How The CIA Uses Social Media to Track How People Feel

Eugen Leitl eugen at leitl.org
Thu Nov 29 09:26:49 PST 2012


http://www.theatlantic.com/technology/archive/2011/11/how-the-cia-uses-social-media-to-track-how-people-feel/247923/

How The CIA Uses Social Media to Track How People Feel

By Jared Keller

Nov 4 2011, 4:15 PM ET

In a nondescript building in Virginia, analysts are tracking millions of
tweets, blog posts, and Facebook updates from around the world

How stable is China? What are people discussing and thinking in Pakistan? To
answer these sorts of question, the U.S. government has turned to a rich
source: social media.

The Associated Press reports that the CIA maintains a social-media tracking
center operated out of an nondescript building in a Virginia industrial park.
The intelligence analysts at the agency's Open Source Center, who other
agents refer to as "vengeful librarians," are tasked with sifting through
millions of tweets, Facebook messages, online chat logs, and other public
data on the World Wide Web to glean insights into the collective moods of
regions or groups abroad. According to the Associated Press, these librarians
are tracking up to five million tweets a day from places like China, Pakistan
and Egypt:

    From Arabic to Mandarin Chinese, from an angry tweet to a thoughtful
blog, the analysts gather the information, often in native tongue. They
cross-reference it with the local newspaper or a clandestinely intercepted
phone conversation. From there, they build a picture sought by the highest
levels at the White House, giving a real-time peek, for example, at the mood
of a region after the Navy SEAL raid that killed Osama bin Laden or perhaps a
prediction of which Mideast nation seems ripe for revolt.

    Yes, they saw the uprising in Egypt coming; they just didn't know exactly
when revolution might hit, said the center's director, Doug Naquin. The
center already had "predicted that social media in places like Egypt could be
a game-changer and a threat to the regime," he said in a recent interview
with The Associated Press at the center. CIA officials said it was the first
such visit by a reporter the agency has ever granted.

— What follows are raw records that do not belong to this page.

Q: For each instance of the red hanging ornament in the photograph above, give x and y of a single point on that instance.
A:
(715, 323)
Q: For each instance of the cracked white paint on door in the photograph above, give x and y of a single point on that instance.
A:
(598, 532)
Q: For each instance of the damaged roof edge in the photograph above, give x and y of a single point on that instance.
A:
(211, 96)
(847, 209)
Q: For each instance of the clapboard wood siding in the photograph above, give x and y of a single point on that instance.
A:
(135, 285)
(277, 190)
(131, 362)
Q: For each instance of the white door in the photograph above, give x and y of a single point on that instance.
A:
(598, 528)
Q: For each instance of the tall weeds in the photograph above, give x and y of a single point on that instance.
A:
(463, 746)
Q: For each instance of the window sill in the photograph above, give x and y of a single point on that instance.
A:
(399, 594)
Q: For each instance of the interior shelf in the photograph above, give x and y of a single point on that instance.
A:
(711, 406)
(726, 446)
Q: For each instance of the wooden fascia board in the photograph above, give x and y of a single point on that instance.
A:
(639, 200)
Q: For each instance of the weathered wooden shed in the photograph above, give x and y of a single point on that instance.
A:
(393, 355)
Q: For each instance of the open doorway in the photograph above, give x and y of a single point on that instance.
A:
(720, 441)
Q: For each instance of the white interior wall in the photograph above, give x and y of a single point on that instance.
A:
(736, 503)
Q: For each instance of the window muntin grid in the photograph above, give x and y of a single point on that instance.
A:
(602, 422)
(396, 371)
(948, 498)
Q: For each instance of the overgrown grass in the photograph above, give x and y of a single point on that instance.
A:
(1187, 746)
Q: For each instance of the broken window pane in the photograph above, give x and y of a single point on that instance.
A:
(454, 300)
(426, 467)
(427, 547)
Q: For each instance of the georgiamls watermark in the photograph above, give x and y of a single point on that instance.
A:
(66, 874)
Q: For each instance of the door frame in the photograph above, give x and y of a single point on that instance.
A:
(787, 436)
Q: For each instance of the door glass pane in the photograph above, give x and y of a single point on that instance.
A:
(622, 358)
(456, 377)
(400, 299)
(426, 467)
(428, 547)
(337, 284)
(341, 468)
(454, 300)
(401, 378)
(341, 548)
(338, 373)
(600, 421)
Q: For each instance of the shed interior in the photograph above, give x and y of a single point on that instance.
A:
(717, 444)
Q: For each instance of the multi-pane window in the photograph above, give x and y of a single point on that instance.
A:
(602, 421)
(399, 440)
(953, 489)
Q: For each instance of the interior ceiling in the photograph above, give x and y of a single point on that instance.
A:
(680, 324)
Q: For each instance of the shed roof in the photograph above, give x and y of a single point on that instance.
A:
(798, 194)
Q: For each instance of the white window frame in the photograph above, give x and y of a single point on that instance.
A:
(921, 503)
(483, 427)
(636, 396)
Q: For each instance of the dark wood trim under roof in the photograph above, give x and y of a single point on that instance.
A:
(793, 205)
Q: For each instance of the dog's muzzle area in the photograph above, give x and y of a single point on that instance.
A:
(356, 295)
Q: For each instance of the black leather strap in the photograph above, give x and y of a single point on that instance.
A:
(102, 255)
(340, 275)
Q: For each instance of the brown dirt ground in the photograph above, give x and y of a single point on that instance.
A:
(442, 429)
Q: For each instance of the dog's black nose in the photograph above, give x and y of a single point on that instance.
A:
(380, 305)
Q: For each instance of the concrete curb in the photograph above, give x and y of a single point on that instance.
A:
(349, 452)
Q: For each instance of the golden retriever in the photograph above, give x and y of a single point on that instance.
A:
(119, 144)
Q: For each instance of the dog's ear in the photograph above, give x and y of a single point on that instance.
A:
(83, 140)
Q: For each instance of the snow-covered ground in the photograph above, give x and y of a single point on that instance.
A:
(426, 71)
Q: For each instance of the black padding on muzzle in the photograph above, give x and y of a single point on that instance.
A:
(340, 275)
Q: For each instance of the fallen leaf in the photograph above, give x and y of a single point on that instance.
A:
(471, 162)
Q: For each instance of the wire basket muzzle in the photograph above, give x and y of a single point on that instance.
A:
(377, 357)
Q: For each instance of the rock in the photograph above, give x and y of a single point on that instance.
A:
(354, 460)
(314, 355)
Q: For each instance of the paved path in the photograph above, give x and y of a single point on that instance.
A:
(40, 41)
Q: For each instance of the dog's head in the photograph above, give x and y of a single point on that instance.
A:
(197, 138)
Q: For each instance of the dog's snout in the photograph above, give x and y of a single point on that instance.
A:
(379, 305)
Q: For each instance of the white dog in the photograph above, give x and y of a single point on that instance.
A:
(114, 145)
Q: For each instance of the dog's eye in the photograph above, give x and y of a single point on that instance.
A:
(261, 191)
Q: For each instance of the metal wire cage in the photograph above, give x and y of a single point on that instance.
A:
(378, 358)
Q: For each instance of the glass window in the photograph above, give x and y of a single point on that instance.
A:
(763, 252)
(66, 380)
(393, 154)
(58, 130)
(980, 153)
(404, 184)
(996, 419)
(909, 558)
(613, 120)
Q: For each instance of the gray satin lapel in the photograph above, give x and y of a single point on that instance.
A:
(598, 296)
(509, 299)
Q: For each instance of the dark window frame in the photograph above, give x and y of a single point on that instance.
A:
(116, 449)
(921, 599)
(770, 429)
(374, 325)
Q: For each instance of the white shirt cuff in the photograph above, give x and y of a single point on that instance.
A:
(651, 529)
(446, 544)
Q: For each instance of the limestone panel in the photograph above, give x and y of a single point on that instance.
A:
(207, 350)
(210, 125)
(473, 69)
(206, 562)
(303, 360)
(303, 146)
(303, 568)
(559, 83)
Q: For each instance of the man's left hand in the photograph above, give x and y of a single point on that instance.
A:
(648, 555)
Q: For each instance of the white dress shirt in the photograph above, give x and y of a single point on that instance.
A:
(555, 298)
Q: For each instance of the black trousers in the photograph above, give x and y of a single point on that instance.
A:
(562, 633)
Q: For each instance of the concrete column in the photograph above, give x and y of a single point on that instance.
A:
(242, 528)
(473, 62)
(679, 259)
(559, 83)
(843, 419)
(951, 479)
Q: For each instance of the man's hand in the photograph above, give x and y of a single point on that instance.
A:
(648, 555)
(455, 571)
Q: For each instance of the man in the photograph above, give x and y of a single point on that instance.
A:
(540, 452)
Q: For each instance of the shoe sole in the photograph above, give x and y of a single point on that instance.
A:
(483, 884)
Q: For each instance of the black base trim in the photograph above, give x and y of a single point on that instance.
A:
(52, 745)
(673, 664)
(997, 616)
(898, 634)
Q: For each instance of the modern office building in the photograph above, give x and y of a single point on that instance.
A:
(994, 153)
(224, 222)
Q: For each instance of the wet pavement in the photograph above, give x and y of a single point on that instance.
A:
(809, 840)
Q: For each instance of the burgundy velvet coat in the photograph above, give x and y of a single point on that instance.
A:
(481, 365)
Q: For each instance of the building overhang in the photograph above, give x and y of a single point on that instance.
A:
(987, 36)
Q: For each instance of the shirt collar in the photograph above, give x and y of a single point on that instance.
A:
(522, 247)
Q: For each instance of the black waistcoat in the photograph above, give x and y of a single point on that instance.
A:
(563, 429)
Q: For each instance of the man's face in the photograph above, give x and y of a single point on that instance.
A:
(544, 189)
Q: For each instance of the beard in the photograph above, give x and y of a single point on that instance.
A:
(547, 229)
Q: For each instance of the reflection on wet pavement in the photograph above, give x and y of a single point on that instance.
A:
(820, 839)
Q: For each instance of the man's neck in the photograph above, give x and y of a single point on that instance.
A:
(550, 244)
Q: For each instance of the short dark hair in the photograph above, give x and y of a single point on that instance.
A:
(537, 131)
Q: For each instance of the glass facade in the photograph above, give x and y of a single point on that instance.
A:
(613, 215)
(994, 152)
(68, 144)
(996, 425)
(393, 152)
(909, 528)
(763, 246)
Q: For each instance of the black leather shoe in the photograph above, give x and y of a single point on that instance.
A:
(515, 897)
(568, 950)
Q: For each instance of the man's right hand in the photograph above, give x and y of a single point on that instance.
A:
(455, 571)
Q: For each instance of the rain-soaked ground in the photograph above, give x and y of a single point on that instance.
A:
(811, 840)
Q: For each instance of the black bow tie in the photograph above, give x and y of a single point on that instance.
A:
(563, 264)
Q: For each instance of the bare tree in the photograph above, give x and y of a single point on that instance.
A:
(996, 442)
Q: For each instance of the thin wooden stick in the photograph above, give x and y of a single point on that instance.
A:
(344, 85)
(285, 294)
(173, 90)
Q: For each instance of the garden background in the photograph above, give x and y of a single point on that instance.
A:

The CIA facility wasn't built specifically to track the ebb and flow of
social media: The program was established in response to a recommendation by
the 9/11 Commission with the initial mandate to focus on counterterrorism and
counterproliferation. According to the Associated Press, the center shifted
gears and started focusing on social media after watching thousands of
Iranian protesters turn to Twitter during the Iranian election protests of
2009, challenging the results of the elections that put Iranian President
Mahmoud Ahmadinejad back in power.

In the past few years, sentiment and mood analysis have become mainstays in
the defense and intelligence communities. Last October, an Electronic
Frontier Foundation lawsuit revealed how the Department of Homeland Security
has carefully monitored a variety of public online sources, from social
networks to highly popular blogs like Daily Kos for years, alleging that
"leading up to President Obama's January 2009 inauguration, DHS established a
Social Networking Monitoring Center (SNMC) to monitor social-networking sites
for 'items of interest.' "In August, the Defense Advanced Research Projects
Agency (DARPA), invited analysts to submit proposals on the research
applications of social media to strategic communication. DARPA planned on
shelling out $42 million in funding for "memetrackers" to develop "innovative
approaches that enable revolutionary advances in science, devices, or
systems."

But how useful is all of this activity?

Memetracking is still in its infancy. I spoke with Johan Bollen, a professor
at the School of Informatics and Computing at Indiana University. Bollen's
research into how Twitter can be used to predict the rise and fall of the Dow
Jones Industrial Average made him a niche celebrity last year. He notes that
memetracking is facing serious challenges. For example, how do you get a
random sample?

"You have little control over the composition of a sample," Bollen explained.
"Regular surveys are conducted with only 1000 people, but those samples are
carefully balanced to provide an accurate cross section of a given society.
This is much more difficult to do in these online environments. Sure, the
samples are huge -- there are 750 million people on Facebook -- but no matter
how you look at it, it's still possible that the sample could still be
biased. It requires someone to own a computer, to be on Facebook, to even USE
Facebook... There are all kind of biases built into these samples that are
difficult to control for."

The other major challenge, says Bollen, is that sentiment analysis only
provides a scrape of potentially useful information. "Right now, analysis is
very specialized. We're looking at how people feel about very particular
topics," says Bollen. "There's a lot room for growth in deeper semantic
analysis: not just learning what people feel about something, but what people
think about things. There are 250 million people on Twitter....if you could
perform even a shallow analysis of people's opinions about something, their
semantic opinions, you can learn a lot from the wisdom of the crowd that
could be leveraged."

Diving deep into the semantics of online communication is the next big
challenge for government agencies. While the Associated Press points out that
the CIA uses native dialects to determine sample sizes and pinpoint trending
topics among target groups, deciphering the intricacies of human language is
a major obstacle, and one that will not be easily overcome.